The NSW hospital system is struggling to cope with a record 665,000 patients swamping emergency departments in the last quarter of 2015.
As a result of the increased pressure on the health system the waiting time for non-urgent surgery was nine days longer than the same period the previous year, according to the NSW Bureau of Health Information [BHI].
Further, the three-year improvement in patients leaving the emergency department within four hours appears to have flatlined, with some hospitals struggling to treat half of their patients in that time.
Nepean Hospital, which is the worst performing in the state, treats only 53 per cent of patients within four hours and nearly one in five wait longer than a year for elective surgery.
Retired surgeon Patrick Cregan, until recently the chair of the Nepean Blue Mountains Local Health District, said the hospital was unable to get through its waiting list because there were insufficient beds for its expanding patient base.
The emergency department, which was designed to see 50,000 patients a year, admitted 66,700 patients last financial year, and the figure was growing annually by 5.4 per cent, fed by an ageing population and overseas immigration.
“When you get that sort of load coming through the emergency department, those patients get queued up and they essentially get first crack at the beds and therefore there’s no physical beds to put other patients into,” Associate Professor Cregan said.
“The population is ageing faster than the state average because a lot of Baby Boomers came and bought houses and now they’re getting older.”
Across NSW, patients waited on average two hours and 41 minutes in the emergency department – three minutes longer than the previous year – and 74 per cent of them were seen within the target time of four hours.
The median waiting time for elective surgery was 223 days, compared to 214 days the previous year, and about 5 per cent of people listed for non-urgent surgery such as cataracts or knee replacements – about 1000 patients – waited for more than a year.

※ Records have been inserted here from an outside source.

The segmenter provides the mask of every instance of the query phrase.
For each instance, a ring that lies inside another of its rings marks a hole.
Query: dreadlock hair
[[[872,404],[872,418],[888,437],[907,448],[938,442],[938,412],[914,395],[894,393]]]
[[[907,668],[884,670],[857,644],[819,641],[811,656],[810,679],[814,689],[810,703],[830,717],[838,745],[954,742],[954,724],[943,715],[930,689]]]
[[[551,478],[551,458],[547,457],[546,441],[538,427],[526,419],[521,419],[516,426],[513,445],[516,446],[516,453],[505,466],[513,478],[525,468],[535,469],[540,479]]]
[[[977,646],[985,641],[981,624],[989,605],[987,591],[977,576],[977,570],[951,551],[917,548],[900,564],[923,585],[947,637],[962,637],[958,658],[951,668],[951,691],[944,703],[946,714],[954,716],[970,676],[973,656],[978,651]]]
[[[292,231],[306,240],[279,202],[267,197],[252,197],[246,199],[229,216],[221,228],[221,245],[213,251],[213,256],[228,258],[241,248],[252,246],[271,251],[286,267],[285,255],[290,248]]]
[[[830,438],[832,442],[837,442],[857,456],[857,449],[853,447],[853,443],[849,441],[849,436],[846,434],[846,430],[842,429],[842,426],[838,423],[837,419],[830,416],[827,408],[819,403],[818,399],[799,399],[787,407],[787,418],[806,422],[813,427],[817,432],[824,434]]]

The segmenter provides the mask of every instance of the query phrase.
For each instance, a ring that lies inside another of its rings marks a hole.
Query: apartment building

Most elective surgery procedures were performed within their recommended time frames, and 100 per cent of urgent surgery cases were performed within 30 days.
Meanwhile, 91 percent of people were transferred from an ambulance to hospital within 30 minutes, which was the first time that NSW has hit its target.
BHI chief executive Jean-Frederic Levesque said Royal North Shore, St George and Blacktown hospitals had experienced significant increases in the number of patients coming through emergency rooms.
“This puts more pressure on staff in terms of being able to provide timely treatment and ensuring that patients are able to spend less than four hours in the waiting room,” Dr Levesque said.
A NSW Health spokesman said a new “peak activity team” had worked with the ambulance service and hospitals to ensure patients were transferred quickly.
But the longer time that patients were waiting for emergency care and elective surgery was due to the increased number of presentations.
Local health districts had various strategies to ensure surgery was performed on time, including concentrating planned surgical procedures in high volume, short stay units and sharing the demand for theatre time between hospitals and specialties, the spokesman said.
NSW Health Minister Jillian Skinner said presentations had remained at high levels because of the lasting impact of a severe influenza season over winter.
“Our hospitals continue to deliver high-quality and timely care, with 74 per cent of patients leaving emergency departments within four hours – a vast improvement from the result of 60 per cent at the end of 2010,” she said.